Kishore had been expelled from Communist Party of India in 2001. He had and contested assembly elections twice for CPI but lost in 1993 and 1996 Uttar Pradesh Legislative Assembly election to Gauri Shankar of SP. In the 2002 assembly elections, Kishore contested as an independent candidate and won the Malihabad Assembly constituency defeating Gauri Shankar of Samajwadi Party by a margin of over 25,000 votes. Kishore got 62 571 votes (47.37%). Kishore had a stable backing from the Pasi community. In 2007 and 2012 Assembly elections he contested on Rashtravadi Communist Party but lost.

RCP and Kishore fights for the conditions and rights of hijras. RCP has nominated hijras in elections. In the 2002 Uttar Pradesh assembly elections Payal Kinner (registered as a female candidate) contested the Lucknow West seat. Payal got 1680 votes (1,34%).
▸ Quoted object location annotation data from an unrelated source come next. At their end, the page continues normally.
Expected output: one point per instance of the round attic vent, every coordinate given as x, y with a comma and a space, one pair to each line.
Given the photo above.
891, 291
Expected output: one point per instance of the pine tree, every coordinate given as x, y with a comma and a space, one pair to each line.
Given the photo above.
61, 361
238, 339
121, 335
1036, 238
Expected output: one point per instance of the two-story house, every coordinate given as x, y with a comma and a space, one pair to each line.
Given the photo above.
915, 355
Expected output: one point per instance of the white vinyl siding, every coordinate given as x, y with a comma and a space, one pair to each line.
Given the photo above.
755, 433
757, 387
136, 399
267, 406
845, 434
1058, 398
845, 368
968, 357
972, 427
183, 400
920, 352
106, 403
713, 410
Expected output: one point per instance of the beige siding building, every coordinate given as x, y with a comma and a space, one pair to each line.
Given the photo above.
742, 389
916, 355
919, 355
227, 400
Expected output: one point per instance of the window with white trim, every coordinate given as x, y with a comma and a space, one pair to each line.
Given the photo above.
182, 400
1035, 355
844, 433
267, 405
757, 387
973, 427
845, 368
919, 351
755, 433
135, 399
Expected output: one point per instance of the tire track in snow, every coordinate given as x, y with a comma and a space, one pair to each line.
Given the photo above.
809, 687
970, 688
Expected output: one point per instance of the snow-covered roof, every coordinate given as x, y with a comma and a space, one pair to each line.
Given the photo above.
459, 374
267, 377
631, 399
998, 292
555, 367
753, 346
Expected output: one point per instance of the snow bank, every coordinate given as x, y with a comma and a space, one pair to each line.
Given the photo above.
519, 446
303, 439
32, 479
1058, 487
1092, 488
Kishore has been inducted as a minister of state in Mulayalam Singh Yadav's cabinet in Uttar Pradesh. RCP has however developed closer relations to Indian National Congress.

Kishore stood as a candidate in Mohanlalganj in the Lok Sabha elections in 2004 obtaining 28 757 votes (5.03%).

RCP participated in the Confederation of Indian Communists and Democratic Socialists.

Before the 2014 Lok Sabha election, he merged the party with the BJP and contested the Mohanlalganj Lok Sabha constituency and won, riding on the Modi wave. He retained the seat in the 2018 Lok Sabha election.